There Is No Defensible Justification For The Public Subsidy Of Parking

By Dan Bertolet October 11, 2010



Raising on-street parking meter rates to reflect market value is a dangerous idea, we're told,
because it will coerce customers away from businesses in Seattle's commercial centers and send them to far-flung places where parking is cheaper or free---like Bellevue, Northgate, and Southcenter.

But the underlying premise of that contention---that existing businesses depend on a public subsidy for driving, so we must go on subsidizing drivers forever---is critically flawed; and it ignores the mountains of negative impacts
that subsidy also reinforces.

Fostering commercial centers where retail can thrive without a car-dependent clientele is a key component of Seattle's established plan to create urban centers that enable transportation choices besides private autos. Incentives that make driving an artificially attractive option are powerful impediments to that evolution, and feed the vicious cycle of car dependence.
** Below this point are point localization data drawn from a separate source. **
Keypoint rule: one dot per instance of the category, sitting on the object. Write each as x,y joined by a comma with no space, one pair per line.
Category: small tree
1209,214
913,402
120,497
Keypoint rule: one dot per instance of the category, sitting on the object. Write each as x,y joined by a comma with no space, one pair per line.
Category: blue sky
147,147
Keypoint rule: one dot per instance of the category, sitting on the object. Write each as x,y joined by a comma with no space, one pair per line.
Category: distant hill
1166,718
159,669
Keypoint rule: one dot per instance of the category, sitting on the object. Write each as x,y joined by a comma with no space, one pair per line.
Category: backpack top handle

Keeping on-street parking rates below market rate might help some businesses in the short term, but in the long term, it's self-defeating. It would be far more constructive if the knee-jerk reaction against higher parking rates could be redirected to creative thinking about how to promote the vibrant urban retail that everyone wants in a way that makes sense for the future.

And of course there is another potential benefit of charging more for on-street parking---it raises revenue that can be directed to investments that make walking, biking, and transit more attractive options, which will then catalyze retail centers that flourish even as they become less and less beholden to cars.

A transition away from our malignantly unbalanced, car-centric transportation system will not be totally painless for everyone. Given the unprecedented, monumental challenges that we are up against, there's no way we can successfully respond without stirring up the pot. (Though if we stir it up right,
we actually have the opportunity to create something better for everyone in the long run.)

The obvious, no-brainer first step government should take is to stop subsidizing things that thwart sustainability. Parking is one of those things. The second step is to place an economic penalty on those things, a topic I plan to address in a future post.